If confirmed, the new discovery means that the oldest unequivocally known bryozoan fossils are only around 480 million years old. This, according to Smith, makes bryozoans the only major group of animals not to have first appeared during the Cambrian Period, a surge in biological diversification that some scientists have called “the big bang of life” and which ended about 488 million years ago (SN: 04/24/19).

As a result, the Cambrian was not, as previously thought, a unique interval of innovation in evolutionary history during which all the blueprints of animal life were mapped out, the researchers conclude.

“The question is, has evolution lost its ability to create new body plans?” said Smith. The team’s new discovery suggests not, he says.

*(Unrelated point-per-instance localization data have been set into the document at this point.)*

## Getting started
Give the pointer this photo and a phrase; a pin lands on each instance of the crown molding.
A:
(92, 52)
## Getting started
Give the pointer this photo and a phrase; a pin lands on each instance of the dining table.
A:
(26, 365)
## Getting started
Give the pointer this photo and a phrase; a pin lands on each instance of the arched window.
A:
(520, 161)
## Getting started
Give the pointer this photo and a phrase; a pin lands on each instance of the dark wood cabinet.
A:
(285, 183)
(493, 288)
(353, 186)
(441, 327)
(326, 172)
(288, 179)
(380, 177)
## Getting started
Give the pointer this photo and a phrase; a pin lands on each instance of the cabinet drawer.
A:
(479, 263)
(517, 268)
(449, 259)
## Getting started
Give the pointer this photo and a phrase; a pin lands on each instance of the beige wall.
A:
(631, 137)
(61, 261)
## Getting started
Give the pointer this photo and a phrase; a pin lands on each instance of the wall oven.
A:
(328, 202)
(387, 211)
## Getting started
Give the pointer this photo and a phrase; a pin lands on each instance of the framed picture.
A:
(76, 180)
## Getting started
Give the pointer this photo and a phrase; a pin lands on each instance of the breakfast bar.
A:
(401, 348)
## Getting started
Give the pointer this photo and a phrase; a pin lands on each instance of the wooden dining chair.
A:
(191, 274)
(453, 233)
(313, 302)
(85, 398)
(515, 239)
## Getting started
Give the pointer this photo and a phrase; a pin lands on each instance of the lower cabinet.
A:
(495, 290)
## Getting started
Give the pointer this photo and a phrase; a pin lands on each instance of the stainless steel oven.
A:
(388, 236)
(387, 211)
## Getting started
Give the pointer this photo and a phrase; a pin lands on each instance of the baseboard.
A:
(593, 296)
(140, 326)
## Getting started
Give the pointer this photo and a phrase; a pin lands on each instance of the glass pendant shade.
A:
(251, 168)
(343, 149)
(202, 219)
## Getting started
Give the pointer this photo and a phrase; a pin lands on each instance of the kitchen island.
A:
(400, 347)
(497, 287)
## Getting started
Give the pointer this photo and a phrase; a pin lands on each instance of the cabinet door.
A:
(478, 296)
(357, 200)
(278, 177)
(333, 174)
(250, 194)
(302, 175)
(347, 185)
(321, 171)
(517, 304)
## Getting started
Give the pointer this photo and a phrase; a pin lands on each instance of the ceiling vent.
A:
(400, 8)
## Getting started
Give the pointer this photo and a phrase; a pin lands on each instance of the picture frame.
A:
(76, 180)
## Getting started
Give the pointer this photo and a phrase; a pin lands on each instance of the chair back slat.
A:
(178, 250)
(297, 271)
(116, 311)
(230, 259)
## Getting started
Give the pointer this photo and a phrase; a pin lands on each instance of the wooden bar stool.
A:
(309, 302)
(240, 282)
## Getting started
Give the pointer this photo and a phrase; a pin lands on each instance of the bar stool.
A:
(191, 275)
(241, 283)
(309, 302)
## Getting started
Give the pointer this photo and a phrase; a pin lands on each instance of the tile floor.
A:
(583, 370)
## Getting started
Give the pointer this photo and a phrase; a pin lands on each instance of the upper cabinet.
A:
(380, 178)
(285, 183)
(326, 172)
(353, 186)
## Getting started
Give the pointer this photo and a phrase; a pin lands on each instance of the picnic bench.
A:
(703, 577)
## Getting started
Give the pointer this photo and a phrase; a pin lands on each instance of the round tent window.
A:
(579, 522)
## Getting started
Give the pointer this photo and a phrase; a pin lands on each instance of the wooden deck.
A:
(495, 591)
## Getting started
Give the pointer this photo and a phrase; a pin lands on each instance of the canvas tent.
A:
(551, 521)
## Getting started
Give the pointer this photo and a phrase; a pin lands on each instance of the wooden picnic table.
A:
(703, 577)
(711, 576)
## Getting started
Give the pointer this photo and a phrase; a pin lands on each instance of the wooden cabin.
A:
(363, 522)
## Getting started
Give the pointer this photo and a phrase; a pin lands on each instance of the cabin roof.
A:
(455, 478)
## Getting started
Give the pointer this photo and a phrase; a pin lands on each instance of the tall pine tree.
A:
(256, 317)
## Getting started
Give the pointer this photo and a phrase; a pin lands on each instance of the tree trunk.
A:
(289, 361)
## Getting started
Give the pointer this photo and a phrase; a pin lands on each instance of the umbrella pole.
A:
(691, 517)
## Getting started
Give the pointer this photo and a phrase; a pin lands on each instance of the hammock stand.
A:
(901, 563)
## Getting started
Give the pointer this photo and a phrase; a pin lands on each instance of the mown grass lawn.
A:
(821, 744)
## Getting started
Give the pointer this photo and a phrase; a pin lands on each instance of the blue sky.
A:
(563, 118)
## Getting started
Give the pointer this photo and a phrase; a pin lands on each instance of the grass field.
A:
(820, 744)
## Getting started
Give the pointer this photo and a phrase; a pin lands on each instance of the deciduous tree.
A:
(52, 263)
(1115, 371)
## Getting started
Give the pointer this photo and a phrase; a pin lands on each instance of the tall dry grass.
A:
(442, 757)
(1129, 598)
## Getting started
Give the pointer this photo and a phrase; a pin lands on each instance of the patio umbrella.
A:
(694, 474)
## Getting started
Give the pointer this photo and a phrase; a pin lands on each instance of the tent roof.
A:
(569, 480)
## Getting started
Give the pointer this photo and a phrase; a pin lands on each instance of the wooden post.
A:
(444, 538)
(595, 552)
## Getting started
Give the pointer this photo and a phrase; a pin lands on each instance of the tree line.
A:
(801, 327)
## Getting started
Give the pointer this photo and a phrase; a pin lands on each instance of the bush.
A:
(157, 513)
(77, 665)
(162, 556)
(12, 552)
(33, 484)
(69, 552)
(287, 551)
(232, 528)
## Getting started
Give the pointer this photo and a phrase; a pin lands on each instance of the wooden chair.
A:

Not everyone agrees that the new fossils are not bryozoans. The leaf-like flanges described by Smith and his colleagues could just as well be interpreted as body parts of individual animals in the bryozoan colony, says Paul Taylor, an invertebrate paleontologist at the Natural History Museum in London who has no not participated in the study.

Because the tentacles that bryozoans use to snatch prey from the water are soft tissue and don’t typically store well, their absence from new fossils isn’t at all surprising, Taylor notes.

For Taylor, the new findings are not enough to dismiss P. gatehousei as a Cambrian bryozoan, but they highlight the inherent uncertainty in identifying fossils with single body plans. More fossils preserving additional features, such as those that preserve the organism’s early growth stages, are needed to settle the question, he says.